In a second randomized trial (TAX320), 373 patients with locally advanced or metastatic non-small cell lung cancer, a history of prior platinum-based chemotherapy, and an ECOG performance status ≤ 2 were randomized to docetaxel 75 mg/m2 , docetaxel 100 mg/m2 and a treatment in which the investigator chose either vinorelbine 30 mg/m2 days 1, 8, and 15 repeated every 3 weeks or ifosfamide 2 g/m2 days 1-3 repeated every 3 weeks. Forty percent of the patients in this study had a history of prior paclitaxel exposure. The primary endpoint was survival in both trials. The efficacy data for the docetaxel 75 mg/m2 arm and the comparator arms are summarized in Table 10 and Figures 1 and 2 showing the survival curves for the two studies.
|Docetaxel 75 mg/m2 n=55||Best Supportive Care n=49||Docetaxel 75 mg/m2 n=125||Control (V/I *)n=123|
|Overall Survival Log-rank Test||p=0.01||p=0.13|
|Risk Ratio †, Mortality (Docetaxel: Control)95% CI (Risk Ratio)||0.56(0.35, 0.88)||0.82(0.63, 1.06)|
|Median Survival95% CI||7.5 months §(5.5, 12.8)||4.6 months(3.7, 6.1)||5.7 months(5.1, 7.1)||5.6 months(4.4, 7.9)|
|% 1-year Survival95% CI||37%‡§(24, 50)||12%(2.0, 23)||30%‡§(22, 39)||20%(13, 27)|
|Time to Progression95% CI||12.3 weeks §(9.0, 18.3)||7 weeks(6.0, 9.3)||8.3 weeks(7.0, 11.7)||7.6 weeks(6.7, 10.1)|
|Response Rate95% CI||5.5%(1.1, 15.1)||Not Applicable||5.7%(2.3, 11.3)||0.8%(0.0, 4.5)|
Only one of the two trials (TAX317) showed a clear effect on survival, the primary endpoint; that trial also showed an increased rate of survival to one year. In the second study (TAX320) the rate of survival at one year favored docetaxel 75 mg/m2.

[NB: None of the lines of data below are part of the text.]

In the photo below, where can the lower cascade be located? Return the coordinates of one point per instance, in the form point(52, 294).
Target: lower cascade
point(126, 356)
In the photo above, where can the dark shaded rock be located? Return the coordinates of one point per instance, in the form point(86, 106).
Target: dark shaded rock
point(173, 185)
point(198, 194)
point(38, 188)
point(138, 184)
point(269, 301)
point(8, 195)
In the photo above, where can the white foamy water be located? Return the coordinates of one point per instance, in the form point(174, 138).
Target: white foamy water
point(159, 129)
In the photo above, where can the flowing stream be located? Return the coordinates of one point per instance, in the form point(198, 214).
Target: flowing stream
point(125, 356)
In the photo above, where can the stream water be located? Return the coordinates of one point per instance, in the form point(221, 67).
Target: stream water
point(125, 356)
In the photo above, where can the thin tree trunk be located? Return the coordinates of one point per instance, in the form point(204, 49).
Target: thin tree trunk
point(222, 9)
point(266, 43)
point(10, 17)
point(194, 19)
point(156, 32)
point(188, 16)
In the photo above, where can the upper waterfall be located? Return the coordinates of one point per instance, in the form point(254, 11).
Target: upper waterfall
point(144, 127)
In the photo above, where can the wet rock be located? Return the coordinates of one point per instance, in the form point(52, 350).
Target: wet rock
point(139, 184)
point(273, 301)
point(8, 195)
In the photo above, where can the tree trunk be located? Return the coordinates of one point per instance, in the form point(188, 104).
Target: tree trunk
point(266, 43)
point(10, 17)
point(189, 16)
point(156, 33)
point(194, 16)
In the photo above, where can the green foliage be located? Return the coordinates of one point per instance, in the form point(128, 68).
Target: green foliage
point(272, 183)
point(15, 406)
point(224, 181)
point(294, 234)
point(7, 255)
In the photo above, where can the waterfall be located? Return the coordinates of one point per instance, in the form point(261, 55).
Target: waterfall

Figure 1 — TAX317 Survival K-M Curves — Docetaxel 75 mg/m2 vs. Best Supportive Care
Figure 2 — TAX320 Survival K-M Curves – Docetaxel 75 mg/m2 vs. Vinorelbine or Ifosfamide Control
Combination Therapy with Docetaxel for Chemotherapy-Naïve NSCLC In a randomized controlled trial (TAX326), 1218 patients with unresectable stage IIIB or IV NSCLC and no prior chemotherapy were randomized to receive one of three treatments: docetaxel 75 mg/m2 as a 1 hour infusion immediately followed by cisplatin 75 mg/m2 over 30 to 60 minutes every 3 weeks; vinorelbine 25 mg/m2 administered over 6-10 minutes on days 1, 8, 15, 22 followed by cisplatin 100 mg/m2 administered on day 1 of cycles repeated every 4 weeks; or a combination of docetaxel and carboplatin.
The primary efficacy endpoint was overall survival. Treatment with docetaxel+cisplatin did not result in a statistically significantly superior survival compared to vinorelbine+cisplatin (see table below). The 95% confidence interval of the hazard ratio (adjusted for interim analysis and multiple comparisons) shows that the addition of docetaxel to cisplatin results in an outcome ranging from a 6% inferior to a 26% superior survival compared to the addition of vinorelbine to cisplatin. The results of a further statistical analysis showed that at least (the lower bound of the 95% confidence interval) 62% of the known survival effect of vinorelbine when added to cisplatin (about a 2-month increase in median survival; Wozniak et al. JCO, 1998) was maintained. The efficacy data for the docetaxel+cisplatin arm and the comparator arm are summarized in Table 11.
|Comparison||Docetaxel+Cisplatin n=408||Vinorelbine+Cisplatin n=405|
|Kaplan-Meier Estimate of Median Survival||10.9 months||10 months|
|Estimated Hazard Ratio †||0.88|
|Adjusted 95% CI ‡||(0.74, 1.06)|
The second comparison in the same three-arm study, vinorelbine+cisplatin versus docetaxel+carboplatin, did not demonstrate superior survival associated with the docetaxel arm (Kaplan-Meier estimate of median survival was 9.1 months for docetaxel+carboplatin compared to 10.0 months on the vinorelbine+cisplatin arm) and the docetaxel+carboplatin arm did not demonstrate preservation of at least 50% of the survival effect of vinorelbine added to cisplatin. Secondary endpoints evaluated in the trial included objective response and time to progression. There was no statistically significant difference between docetaxel+cisplatin and vinorelbine+cisplatin with respect to objective response and time to progression (see Table 12).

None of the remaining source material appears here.